Dans cette proposition, les trois mots importants sont bien évidemment : « La droite française ».
Leur fonction est de faire penser au lectorat de Laurent Joffrin que « la droite » serait seule à se vautrer dans cette consanguinité.
Tel n’est bien sûr pas le cas : Laurent Joffrin, que Rotschild émolume, pourrait tout aussi bien s’offusquer de la non moins « choquante proximité de fréquentation, de connivence et d’intérêt entre les milieux d’argent » et la presse barbichue.
Mais cela supposerait que, développant sa méditation, Laurent Joffrin cherche et nomme les artisans de cette endogamie - ces gens, tu sais, qui depuis des années vont bêlant qu’il est temps que les journaux mettent plus d’allant à « moderniser leurs gestion » [1], à grands coups d’« études marketing » [2] et en se libérant, par exemple, des « sureffectifs qui pèsent sur l’équilibre économique et réduisent d’autant la capacité d’investissement » [3].
Laurent Joffrin tomberait alors, assez vite, sur l’un des plus déterminés promoteurs de cette « modernisation » [4], et de l’entrée du capitalisme dans la presse écrite : un certain Joffrin, Laurent, connu pour ses poils de menton et sa propension à faire dans l’Isère de clownesques séminaires saturés de milieux d’argent.
Surtout : Laurent Joffrin pourrait tout aussi valablement condamner « la choquante proximité de fréquentation, de connivence et d’intérêt entre les milieux d’argent » et l’attristant conglomérat de « socialistes » félons que l’éditocratie, occultant que ces pitres sont de longue date au Medef, appelle toujours « la gauche ».

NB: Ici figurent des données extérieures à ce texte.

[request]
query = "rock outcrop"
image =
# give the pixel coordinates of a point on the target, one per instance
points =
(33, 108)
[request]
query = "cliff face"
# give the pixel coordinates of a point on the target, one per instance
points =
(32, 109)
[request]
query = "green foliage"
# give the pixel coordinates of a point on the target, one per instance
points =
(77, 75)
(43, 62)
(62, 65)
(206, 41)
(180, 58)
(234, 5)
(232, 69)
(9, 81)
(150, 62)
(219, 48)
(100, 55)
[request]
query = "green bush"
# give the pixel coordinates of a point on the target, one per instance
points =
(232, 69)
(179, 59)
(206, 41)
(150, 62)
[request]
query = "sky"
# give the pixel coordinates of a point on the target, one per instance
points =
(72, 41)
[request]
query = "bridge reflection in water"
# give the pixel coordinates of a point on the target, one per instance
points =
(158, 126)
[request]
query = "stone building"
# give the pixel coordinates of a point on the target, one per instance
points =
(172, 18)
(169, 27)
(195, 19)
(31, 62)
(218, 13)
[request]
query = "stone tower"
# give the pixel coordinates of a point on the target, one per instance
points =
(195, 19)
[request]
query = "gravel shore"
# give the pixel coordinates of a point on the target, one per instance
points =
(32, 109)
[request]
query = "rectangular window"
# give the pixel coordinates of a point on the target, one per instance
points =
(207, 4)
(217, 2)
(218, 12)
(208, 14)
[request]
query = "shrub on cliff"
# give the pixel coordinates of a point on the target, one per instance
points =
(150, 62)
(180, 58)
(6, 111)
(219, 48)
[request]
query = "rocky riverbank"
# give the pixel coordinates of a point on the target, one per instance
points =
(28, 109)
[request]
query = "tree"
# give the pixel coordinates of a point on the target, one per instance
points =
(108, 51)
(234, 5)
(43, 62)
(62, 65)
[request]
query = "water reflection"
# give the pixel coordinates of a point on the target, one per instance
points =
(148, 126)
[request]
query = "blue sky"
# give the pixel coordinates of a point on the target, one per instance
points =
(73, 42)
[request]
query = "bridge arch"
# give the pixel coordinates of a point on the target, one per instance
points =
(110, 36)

Mais cela supposerait que, poussant loin son investigation (un mot qui fait toujours marrer), Laurent Joffrin - dont nul(le) n’a voulu oublier qu’il fut l’accoucheur de l’audacieuse confession où Bertrand Delanoë (rires) caqueta qu’il était le « manager » de Paris - cherche et nomme les artisans de ses reniements.
Laurent Joffrin tomberait alors, de nouveau, sur un certain Joffrin, Laurent - le même que tout à l’heure -, connu pour ses poils de menton et sa propension à striduler qu’il fut l’un des (contondants) « instruments de la victoire du capitalisme dans la gauche ».
On entrevoit ce qu’une [5] telle démarche - de méditation et d’enquête - aurait de traumatisant, et ce qui dès lors motive Laurent Joffrin dans sa burlesque fustigation de « la droite » : le gars rêve du grand soir où reviendra le temps béni du « socialisme » de gouvernement, et de sa moderne proximité de fréquentation, de connivence et d’intérêt avec les milieux d’argent.